Deux jours après, je lui ai dit que j’allais faire quelque chose pour pallier ce déficit. Il m’a cru parce qu’on se connaît depuis fort longtemps. Avec l’accord de l’équipe de madagate.com en France, nous avons mis de côté quelques sous pour acheter un combiné radio FM/enregistreur à cassette standard. Et, ainsi, en présence des journalistes doyens Daniel Rakotoseheno alias Dany Be, Max Ratsimandisa alias Big Max, Rabefananina et Yvonne Razanamasy, je lui ai remis ce don au nom de madagate.com. J’ai préféré attendre ce vendredi 13 avril 2007 pour prouver que cette date peut aussi être un jour faste. Par ailleurs, ce geste, pour nous les journalistes, est un pied-de-nez pour les politicards en mal de colonisation. Taitsy Gilbert vient du Sud de Madagascar, moi des Hauts-plateaux. Les photos prises par Dany Be sont l’image même de l’unité nationale qui n’a été en danger que pour ces politicards en mal de fauteuil et tous les avantages allant avec.
Dans le monde du journalisme à Madagascar, quelle que soit la ligne éditoriale de chacun, nous sommes tous des Malgaches. Si le confrère Latimer Rangers, l’antandroy devenu ministre, me traite d’Ambaniandro, il faut y voir quelque chose d’affecteux et ne pas monter sur ses grands chevaux pas plus que d’être plus royaliste que le roi. Dans le monde artistique, c’est le pire cauchemar pour ces politicards champions du développement rapide personnel et éternel. En effet, qui a entendu dire, par exemple, Jaojoby ou Bery kely de Diego, ou Gaby Saranouffi de Sainte Marie, ou Tovo J’Hay et Poppy de Tana, ou encore D’Gary de Toliara? Certes, on dit Dada de Fort-Dauphin mais c’est un nom de scène en entier et non une provenance ethnique. De ma vie, je n’ai jamais entendu non plus : Philibert Tsiranana, Président tsimihety de Madagascar ou Didier Ratsiraka, Président betsimisaraka de Madagascar, ou Zafy Albert, Président antakarana de Madagascar ni Marc Ravalomanana, Président Merina de Madagascar ? Et on n’entendra jamais dire Jacques Chirac, Président corrézien de France.

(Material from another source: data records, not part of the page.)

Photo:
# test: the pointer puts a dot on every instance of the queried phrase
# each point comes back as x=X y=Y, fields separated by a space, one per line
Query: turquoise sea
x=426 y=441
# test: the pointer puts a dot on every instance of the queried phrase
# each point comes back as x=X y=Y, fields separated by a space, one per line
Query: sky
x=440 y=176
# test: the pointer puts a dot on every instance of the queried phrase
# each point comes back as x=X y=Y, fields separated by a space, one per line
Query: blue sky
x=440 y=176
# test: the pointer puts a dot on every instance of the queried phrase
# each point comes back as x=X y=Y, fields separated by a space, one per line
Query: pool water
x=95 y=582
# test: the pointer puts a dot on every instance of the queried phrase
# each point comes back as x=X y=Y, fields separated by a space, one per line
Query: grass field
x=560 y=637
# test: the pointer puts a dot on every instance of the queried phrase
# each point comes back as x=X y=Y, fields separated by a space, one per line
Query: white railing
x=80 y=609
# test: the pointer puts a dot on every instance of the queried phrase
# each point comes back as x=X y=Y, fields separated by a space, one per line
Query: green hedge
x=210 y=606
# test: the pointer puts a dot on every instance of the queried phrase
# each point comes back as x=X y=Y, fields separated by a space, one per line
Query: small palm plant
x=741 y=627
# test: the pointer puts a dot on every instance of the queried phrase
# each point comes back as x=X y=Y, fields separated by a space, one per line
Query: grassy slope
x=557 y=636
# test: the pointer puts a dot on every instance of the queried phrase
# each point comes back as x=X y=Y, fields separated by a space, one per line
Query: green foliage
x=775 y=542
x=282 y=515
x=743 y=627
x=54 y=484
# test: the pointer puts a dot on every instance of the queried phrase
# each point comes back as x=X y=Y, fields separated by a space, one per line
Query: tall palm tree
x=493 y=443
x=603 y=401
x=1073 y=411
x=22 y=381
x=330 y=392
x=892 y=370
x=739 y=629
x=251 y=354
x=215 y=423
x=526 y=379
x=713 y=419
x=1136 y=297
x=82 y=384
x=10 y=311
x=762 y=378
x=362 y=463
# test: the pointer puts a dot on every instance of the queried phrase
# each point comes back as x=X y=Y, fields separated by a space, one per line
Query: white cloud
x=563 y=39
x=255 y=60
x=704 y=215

Aussi, je vais paraître rédactionnellement incorrect -mais une fois n’est pas coutume- : arrêter vos conneries une fois pour toutes ! La pire des pauvretés, ici-bas, est bien la pauvreté de l’esprit… Enfin, et non des moindres, pourquoi attendre le titre posthume pour aider son prochain ? D’ailleurs nous n’avons aucune médaille d’aucun ordre à offrir. A quoi donc servirait un dictaphone dans un tombeau ? Nous souhaitons donc beaucoup de futures interviews à notre confrère Taitsy Gilbert et nous aurons l’honneur d’en mettre quelques-unes en ligne pour vous. Quelqu’un demandera sûrement combien a coûté ce matériel ? Je répondrais que c’est le geste et la volonté d’aider qui coûtent et comptent le plus.